Amazon sues former AWS VP over new Google Cloud role


Sabina Weston

9 Jun, 2020

Amazon has filed a lawsuit against former Amazon Web Services (AWS) VP of product marketing Brian Hall, alleging that his new role at Google Cloud fails to comply with the terms of his confidentiality agreement.

Hall signed the contract with Amazon in June 2018, but his lawyers argued that executives at the company, including former AWS VP of worldwide marketing Ariel Kelman, led him to believe the company would not enforce its non-compete provisions. 

According to court filings, Hall slams the clause as «overbroad, unreasonable, and unenforceable», adding that his new role at Google Cloud «will not require him to use or disclose any Amazon confidential information».

«To Hall, that was understandable: as drafted, the clause sweeps far more broadly than necessary to protect Amazon’s legitimate business interests,» the court filings state. 

«Kelman also told Hall that he had never seen Amazon attempt to enforce the clause against a marketing employee, even though several such employees had previously departed for similar positions at Amazon’s rivals.
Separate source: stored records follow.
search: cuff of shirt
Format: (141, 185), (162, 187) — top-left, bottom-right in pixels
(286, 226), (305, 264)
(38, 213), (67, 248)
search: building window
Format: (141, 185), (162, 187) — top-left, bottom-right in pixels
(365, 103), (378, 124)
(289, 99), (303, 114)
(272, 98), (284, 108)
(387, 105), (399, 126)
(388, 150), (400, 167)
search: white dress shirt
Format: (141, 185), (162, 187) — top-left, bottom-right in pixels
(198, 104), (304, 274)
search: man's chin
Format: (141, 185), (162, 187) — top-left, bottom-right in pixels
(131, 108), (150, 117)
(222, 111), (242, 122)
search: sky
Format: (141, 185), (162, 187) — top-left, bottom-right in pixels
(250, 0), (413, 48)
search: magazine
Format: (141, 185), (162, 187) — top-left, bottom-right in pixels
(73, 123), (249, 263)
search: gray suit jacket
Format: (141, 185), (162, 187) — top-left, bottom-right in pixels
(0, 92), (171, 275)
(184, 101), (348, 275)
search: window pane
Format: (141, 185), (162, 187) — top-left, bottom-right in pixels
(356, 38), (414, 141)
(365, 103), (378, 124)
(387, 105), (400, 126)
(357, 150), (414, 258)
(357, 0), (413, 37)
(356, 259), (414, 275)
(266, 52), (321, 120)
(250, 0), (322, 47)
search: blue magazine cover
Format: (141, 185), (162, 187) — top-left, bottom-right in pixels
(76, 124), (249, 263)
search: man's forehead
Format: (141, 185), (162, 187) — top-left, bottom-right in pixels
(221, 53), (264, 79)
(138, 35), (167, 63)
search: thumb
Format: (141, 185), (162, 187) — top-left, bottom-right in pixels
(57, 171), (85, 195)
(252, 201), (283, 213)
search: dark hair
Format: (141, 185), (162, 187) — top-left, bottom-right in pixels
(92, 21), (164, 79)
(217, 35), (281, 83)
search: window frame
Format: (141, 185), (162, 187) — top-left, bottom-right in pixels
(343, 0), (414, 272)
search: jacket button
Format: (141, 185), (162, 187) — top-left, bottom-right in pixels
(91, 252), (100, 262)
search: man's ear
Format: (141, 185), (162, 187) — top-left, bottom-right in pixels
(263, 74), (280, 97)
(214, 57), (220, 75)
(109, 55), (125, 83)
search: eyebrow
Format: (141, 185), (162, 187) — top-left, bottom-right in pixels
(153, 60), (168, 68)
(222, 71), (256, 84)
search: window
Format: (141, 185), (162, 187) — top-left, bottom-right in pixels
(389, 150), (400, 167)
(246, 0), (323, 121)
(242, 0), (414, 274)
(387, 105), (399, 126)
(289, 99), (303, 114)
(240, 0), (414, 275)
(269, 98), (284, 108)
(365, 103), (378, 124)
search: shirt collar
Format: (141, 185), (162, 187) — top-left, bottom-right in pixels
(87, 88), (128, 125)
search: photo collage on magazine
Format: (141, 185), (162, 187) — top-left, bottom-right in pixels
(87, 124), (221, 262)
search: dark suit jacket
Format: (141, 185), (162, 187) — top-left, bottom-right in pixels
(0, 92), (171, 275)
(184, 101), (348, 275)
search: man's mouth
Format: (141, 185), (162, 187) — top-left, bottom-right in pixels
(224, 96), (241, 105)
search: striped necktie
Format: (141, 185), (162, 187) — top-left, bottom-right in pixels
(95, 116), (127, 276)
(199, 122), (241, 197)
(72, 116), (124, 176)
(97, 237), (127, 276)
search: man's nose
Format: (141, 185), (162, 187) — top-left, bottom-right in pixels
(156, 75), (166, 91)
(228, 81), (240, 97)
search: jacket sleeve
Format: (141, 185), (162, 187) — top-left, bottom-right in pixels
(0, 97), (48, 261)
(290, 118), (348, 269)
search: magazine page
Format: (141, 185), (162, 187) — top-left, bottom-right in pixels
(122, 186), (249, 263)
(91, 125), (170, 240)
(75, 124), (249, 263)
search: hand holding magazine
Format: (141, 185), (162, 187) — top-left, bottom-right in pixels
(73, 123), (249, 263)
Hall accepted his position with Amazon in reliance on those representations.”

Amazon believes that Hall’s position at Google Cloud, one of AWS’ biggest rivals, could sabotage the confidentiality of Amazon’s competitive information.

The company is planning to enforce the non-compete provisions of Hall’s contract, banning him from working in cloud product marketing for Google, or any other AWS competitor, for 18 months.

According to Amazon, which filed the lawsuit on 18 May, Hall «helped develop and knows the entire confidential Amazon cloud product roadmap for 2020-21».

«Virtually every day, Hall worked with Amazon’s most senior cloud executives to create and execute those plans. As a result, he was entrusted with an unusually broad view into Amazon’s cloud product plans; its priorities; and its competitive strategy», the filing reads.

The case could set a precedent for the treatment of similar non-compete provisions which, until now, most often concerned employees in the engineering sector, and not marketing leaders.